Ces corps institués qui soulagent chacun de toutes sortes de complexités sont aussi ce qui constitue et maintient l’existant. C’est donc bien dans les formes de singularités, individuelles comme collectives, dans les refus, les ruptures, à toutes échelles, dans toutes ces dissonances et anomalies que les normes instituées dans tous ces petits et grands corps sacrifient, dans ces singularités délaissées que passe le souffle de la révolte.

Pour commencer par le plus évident, s’il y a bien un corps qui cherche à asseoir et à maintenir sa cohésion, c’est celui de la nation, et ce de manière plus ou moins visible selon les époques. Il se trouve qu’aujourd’hui on assiste à une période de reprise en main de la cohésion nationale, qui s’incarne particulièrement dans la mise en place du SNU, le Service National Universel, amené très bientôt à raviver l’ancien service militaire en remplaçant la « journée d’appel ». L’urgence de réagir à cette perspective d’encasernement de tous les adolescents sous le drapeau, qui semble évidente, peine visiblement à s’exprimer et on peut craindre que cette terrible nouveauté soit très vite installée comme une nouvelle forme de normalité. Nous proposons donc le 9 novembre d’en discuter à la bibliothèque, pour mieux comprendre la nouvelle forme d’embrigadement qui se met en place, comment elle s’agence avec les relents populistes qui montent d’ici ou là et comment elle cherche à réactiver un mythe national toujours vivace. En revenant, entre autres, sur les formes d’insubordinations du passé (par exemple les luttes individuelles et collectives des insoumis au service militaire dans les années 70), on cherchera aussi comment entendre les formes d’insoumission, de refus, d’insubordination qu’elle suscitera, comment les accompagner et leur faire écho.

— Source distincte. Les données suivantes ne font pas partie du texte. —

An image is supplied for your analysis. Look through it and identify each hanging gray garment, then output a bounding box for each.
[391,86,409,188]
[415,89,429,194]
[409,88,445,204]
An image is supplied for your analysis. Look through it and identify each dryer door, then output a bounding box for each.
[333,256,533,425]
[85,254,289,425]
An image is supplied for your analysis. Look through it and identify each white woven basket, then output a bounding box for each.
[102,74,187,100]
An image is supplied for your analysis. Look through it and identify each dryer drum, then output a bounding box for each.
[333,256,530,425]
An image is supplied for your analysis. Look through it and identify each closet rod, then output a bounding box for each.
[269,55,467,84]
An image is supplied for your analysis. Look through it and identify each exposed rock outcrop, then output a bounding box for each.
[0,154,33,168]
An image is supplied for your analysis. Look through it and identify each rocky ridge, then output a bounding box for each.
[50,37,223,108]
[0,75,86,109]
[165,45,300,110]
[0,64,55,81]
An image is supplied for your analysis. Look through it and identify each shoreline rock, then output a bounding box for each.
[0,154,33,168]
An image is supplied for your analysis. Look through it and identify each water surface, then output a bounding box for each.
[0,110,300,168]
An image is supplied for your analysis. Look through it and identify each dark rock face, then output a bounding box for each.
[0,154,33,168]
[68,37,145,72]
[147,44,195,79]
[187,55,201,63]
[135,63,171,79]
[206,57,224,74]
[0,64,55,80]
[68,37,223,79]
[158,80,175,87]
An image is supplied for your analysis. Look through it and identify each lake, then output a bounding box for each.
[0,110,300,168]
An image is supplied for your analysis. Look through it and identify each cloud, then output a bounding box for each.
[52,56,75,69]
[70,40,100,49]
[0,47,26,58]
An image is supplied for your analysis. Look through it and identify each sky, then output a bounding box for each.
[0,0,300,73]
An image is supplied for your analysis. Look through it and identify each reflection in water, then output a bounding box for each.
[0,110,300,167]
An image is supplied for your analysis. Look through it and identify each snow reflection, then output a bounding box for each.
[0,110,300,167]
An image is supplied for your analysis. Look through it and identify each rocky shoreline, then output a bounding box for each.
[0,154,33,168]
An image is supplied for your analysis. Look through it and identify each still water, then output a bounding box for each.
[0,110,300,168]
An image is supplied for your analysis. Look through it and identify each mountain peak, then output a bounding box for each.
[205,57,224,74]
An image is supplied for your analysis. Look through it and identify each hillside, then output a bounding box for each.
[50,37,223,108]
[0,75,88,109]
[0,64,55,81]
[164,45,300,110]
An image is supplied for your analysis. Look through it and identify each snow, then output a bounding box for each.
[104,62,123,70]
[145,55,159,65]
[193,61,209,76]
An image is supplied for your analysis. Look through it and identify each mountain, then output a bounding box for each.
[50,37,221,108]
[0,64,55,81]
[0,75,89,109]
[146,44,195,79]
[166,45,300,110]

Cette discussion, comme celle autour de la question des frontières (voir plus bas), se présente plutôt comme une séance de travail ouverte, où on pourra se demander ensemble quelles pistes se proposent pour les luttes à venir.

« Faire corps » c’est toujours, quelle que soit l’échelle de la poupée russe sociale dans laquelle on se laisse insérer, instituer les mœurs du groupe en morale à laquelle chacun se retrouvera tenu pour maintenir l’ordre, en deçà de tout esprit critique et de toute pensée singulière, sur-justifier la norme et sanctionner ce qui s’en écarte. C’est ce que nous voudrions explorer le 29 novembre, à travers une discussion qui se propose d’attaquer la morale dans ses aspects les plus évidemment réactionnaires et ouvertement castrateurs, mais aussi d’envisager comment, y compris dans les aires subversives, une morale s’insinue avec les mêmes buts et les mêmes effets : empêcher d’envisager l’inconnu, voire l’impossible, empêcher de penser, de lutter, de refuser, jeter l’infamie sur tous ceux qu’on ne parvient pas à soumettre.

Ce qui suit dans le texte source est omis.